= Anna reactor =

Polish research nuclear reactor

The Anna reactor was a Polish research nuclear reactor of graphite-water design. Construction began in 1961 in a dedicated building in the Institute for Nuclear Research in Otwock near Warsaw. The Anna reactor was commissioned on June 12, 1963, thus becoming the second and eventually the third most powerful nuclear reactor in Poland (after Maria and Ewa).

The Anna reactor, was constructed of 14 by 14 cm graphite blocks, 245 cm long, which were arranged in an octagon with a diameter of 270 cm. The fuel was concentric tubes containing uranium enriched to 20%. According to the design assumptions, there could be a maximum of 25 fuel elements, however, most often 16 were worked on. The core was additionally surrounded by a reflector and had an external neutron source used for start-up. The purpose of the Anna reactor was scientific and research work, and for a certain period also small-scale production of radioisotopes.

Between 1964 and 1971, the Anna reactor was included in an international research program co-financed by the International Atomic Energy Agency. The purpose of the program was research in reactor physics, including studies of changes in neutron flux over time, operator training and exchange of operational experience.

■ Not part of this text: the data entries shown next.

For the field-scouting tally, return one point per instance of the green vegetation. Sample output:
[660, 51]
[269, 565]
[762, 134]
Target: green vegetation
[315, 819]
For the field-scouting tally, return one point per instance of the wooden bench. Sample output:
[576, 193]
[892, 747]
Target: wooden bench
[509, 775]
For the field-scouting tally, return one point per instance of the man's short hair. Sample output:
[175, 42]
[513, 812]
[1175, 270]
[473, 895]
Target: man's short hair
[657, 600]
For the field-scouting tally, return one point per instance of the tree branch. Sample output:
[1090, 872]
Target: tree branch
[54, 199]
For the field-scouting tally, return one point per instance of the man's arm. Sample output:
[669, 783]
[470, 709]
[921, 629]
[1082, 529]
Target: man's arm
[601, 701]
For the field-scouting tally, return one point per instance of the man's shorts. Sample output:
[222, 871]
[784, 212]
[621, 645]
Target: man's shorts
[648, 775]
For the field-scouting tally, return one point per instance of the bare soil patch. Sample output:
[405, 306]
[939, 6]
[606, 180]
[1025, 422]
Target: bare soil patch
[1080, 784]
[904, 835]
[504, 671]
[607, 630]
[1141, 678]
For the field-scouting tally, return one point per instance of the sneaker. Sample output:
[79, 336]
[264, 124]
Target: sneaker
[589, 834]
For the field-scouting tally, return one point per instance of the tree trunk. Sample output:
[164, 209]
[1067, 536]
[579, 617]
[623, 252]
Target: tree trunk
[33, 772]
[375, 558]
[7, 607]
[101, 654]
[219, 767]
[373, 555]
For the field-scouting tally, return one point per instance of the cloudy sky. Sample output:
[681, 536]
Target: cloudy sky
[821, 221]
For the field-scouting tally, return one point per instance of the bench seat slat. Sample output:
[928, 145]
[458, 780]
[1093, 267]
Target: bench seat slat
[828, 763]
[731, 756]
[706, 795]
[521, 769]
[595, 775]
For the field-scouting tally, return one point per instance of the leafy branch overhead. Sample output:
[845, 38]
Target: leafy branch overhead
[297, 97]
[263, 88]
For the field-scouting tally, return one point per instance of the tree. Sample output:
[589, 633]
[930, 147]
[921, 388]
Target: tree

In March 1972, the Anna reactor was extensively modified. In particular, the central part of the core was replaced, which was filled with natural uranium without a moderator (and thus becoming fast-neutron reactor). The outer part was a ring with a layout from the previous version. Modified reactor was named P-ANNA (short for Prędka Anna, meaning Fast Anna in Polish) and was used for research on fast neutrons.

The Anna reactor had a power of 10 kW_{thermal}, its own control room and a separate reactor building, shared with the Agata reactor and the Helena subcritical reactor. The Anna reactor was a unit completely designed and built in Poland by Polish engineers and nuclear physicists. It operated on EK-10 nuclear fuel manufactured by the USSR. The reactor was decommissioned in the 1980s. The reactor hall, along with many pieces of equipment, is still located at the National Center for Nuclear Research in Otwock. The entire reactor body still exists, along with the control room and mostly dismantled auxiliary systems. After fuel removal and decontamination, further work with the Anna reactor was discontinued.